Incidentally, Sibelius originally described this as a tone poem in 1906, so it must have developed into its ultimate form over time. At any rate, it was first performed in Gloucester in 1913 at the Three Choirs Festival – which, bearing in mind the nature of the piece, struck me as quite extraordinary.

Finally, more Sibelius in the shape of one of his least performed symphonies – the Third. Coming after the first two, with their rich romanticism and hefty tunes, this one came as a shock; it is relatively bare and smaller in its scale and orchestration. What was Sibelius up to? It seems clear, now, that he was at a crossroads – he needed to develop the symphony as a form, and in doing so, needed to pare things down and investigate some earlier models.

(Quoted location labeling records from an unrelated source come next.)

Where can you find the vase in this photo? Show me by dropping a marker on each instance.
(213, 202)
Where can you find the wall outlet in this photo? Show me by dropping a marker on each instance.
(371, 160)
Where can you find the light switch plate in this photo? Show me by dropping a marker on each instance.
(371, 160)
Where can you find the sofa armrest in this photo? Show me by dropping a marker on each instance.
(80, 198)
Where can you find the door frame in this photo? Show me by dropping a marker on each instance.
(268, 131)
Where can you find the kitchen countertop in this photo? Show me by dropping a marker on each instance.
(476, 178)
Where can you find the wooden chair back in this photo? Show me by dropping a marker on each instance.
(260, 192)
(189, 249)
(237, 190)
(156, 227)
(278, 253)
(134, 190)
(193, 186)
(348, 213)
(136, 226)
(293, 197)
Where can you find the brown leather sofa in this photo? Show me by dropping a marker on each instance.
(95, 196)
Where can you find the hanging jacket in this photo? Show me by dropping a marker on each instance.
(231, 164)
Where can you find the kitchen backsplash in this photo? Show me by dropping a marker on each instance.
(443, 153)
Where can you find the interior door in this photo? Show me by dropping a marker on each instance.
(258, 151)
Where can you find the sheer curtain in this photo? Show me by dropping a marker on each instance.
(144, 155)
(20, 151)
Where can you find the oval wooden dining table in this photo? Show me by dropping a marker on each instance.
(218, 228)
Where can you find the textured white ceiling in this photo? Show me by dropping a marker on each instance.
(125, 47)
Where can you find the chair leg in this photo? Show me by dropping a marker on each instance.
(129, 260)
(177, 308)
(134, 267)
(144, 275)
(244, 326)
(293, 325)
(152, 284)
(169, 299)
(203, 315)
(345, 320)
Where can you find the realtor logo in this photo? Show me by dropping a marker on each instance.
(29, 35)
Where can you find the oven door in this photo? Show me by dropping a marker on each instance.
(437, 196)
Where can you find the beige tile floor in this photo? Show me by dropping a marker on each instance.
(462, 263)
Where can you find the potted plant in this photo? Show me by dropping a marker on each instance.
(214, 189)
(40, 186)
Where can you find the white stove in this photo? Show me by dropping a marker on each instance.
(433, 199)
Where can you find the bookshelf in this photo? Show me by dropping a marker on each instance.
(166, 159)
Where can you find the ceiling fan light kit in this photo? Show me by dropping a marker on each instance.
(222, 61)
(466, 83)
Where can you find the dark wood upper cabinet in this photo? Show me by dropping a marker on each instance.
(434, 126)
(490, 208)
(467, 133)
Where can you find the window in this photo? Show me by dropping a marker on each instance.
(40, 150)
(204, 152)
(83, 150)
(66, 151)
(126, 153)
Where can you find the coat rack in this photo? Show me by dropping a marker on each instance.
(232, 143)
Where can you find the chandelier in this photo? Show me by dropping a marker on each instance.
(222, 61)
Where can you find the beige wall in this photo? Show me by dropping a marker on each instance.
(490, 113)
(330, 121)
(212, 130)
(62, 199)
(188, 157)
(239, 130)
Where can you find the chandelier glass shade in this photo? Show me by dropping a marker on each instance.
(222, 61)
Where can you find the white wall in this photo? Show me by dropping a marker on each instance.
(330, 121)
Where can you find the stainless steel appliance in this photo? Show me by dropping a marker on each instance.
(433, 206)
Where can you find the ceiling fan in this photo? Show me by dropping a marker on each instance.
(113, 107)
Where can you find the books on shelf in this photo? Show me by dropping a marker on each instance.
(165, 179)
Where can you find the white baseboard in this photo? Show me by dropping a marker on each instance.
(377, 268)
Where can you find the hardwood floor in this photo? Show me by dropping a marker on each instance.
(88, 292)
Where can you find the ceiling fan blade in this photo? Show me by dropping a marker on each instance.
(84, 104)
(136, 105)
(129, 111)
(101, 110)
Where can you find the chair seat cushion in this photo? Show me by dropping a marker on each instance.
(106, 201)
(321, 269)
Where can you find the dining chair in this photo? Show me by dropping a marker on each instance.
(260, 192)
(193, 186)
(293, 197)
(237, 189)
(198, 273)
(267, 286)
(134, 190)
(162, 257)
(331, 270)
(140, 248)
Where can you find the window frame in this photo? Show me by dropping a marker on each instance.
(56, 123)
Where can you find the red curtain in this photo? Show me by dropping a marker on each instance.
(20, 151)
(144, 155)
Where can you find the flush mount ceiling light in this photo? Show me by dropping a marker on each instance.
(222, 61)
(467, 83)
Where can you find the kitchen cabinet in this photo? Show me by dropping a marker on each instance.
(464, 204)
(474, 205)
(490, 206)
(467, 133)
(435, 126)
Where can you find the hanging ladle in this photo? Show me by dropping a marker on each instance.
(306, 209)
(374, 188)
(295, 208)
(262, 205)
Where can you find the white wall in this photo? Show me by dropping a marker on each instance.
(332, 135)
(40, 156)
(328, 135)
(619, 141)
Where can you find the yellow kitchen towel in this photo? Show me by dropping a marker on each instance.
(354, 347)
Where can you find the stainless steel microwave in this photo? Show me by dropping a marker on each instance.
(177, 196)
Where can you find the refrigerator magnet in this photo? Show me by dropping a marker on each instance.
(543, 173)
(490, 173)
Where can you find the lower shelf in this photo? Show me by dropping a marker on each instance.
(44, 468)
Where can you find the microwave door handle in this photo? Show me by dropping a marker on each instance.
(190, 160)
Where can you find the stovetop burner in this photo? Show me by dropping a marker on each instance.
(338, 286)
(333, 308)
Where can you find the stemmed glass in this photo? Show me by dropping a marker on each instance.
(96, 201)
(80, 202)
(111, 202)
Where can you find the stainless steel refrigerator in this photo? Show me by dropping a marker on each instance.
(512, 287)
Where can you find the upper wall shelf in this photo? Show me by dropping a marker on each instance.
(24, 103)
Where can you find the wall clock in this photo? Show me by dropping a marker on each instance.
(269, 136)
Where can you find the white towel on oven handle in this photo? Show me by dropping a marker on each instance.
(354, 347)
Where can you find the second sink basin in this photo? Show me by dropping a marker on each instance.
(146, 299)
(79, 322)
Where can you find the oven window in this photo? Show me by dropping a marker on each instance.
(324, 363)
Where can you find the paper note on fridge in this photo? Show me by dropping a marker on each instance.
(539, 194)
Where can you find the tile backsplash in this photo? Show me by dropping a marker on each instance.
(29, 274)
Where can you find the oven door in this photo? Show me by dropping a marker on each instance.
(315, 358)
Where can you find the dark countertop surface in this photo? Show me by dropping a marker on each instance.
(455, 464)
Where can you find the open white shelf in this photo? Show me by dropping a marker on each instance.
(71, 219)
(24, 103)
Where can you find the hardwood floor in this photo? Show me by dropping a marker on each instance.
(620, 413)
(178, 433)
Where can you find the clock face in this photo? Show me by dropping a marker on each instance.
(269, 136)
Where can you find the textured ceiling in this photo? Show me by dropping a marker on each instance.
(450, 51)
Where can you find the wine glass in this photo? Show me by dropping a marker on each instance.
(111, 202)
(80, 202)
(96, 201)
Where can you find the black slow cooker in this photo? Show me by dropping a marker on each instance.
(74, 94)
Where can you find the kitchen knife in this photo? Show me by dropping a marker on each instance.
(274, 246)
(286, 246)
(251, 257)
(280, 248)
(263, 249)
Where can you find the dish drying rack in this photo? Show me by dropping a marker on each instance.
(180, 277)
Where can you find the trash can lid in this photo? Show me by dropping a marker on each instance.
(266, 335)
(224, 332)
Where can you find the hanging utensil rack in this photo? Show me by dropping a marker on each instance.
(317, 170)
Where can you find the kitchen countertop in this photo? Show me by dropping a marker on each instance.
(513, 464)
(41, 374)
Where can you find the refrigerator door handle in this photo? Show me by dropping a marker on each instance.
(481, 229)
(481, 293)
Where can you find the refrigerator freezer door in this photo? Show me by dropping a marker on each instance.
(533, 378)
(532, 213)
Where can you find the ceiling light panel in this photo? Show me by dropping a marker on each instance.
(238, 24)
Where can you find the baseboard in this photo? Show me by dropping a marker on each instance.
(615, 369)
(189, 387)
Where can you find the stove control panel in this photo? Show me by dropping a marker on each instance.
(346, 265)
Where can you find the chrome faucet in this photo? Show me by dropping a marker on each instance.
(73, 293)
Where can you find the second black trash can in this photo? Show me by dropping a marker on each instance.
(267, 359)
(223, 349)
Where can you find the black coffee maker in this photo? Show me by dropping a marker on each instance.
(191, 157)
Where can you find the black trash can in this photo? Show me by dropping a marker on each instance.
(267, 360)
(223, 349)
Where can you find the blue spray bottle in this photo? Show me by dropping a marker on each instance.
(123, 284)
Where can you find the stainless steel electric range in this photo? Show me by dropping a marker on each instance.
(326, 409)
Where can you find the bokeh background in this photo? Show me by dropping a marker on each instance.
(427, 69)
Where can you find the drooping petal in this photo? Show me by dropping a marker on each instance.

Thus, the first movement has even been compared to Beethoven’s work, and some have called this Sibelius’s Classical symphony. Of course, it’s totally Sibelius even so. The first movement needs bags of energy in performance and a strict control over the tempi of the various ingredients. Oramo and the BBC SO got it right, and there were some thrilling moments. The second movement, a kind of nocturne with a sort of rondo structure, is even smaller in scale than the first – it has no trumpets or trombones, for instance – so it’s Sibelius pared down even more closely to the bone. So far so good, but in the last movement things always go awry for me – there’s something not quite right about the structure here, and for me Sibelius arrives in the home key of C major far too early and then proceeds to bang on in it for far too long. Oramo and the BBC SO did their very best with it, but it didn’t work, not that anyone else in the audience might have been aware of it. Oramo received exceptionally warm applause, and the orchestra declined to take it, the musicians preferring to clap the conductor they had obviously absolutely loved working with.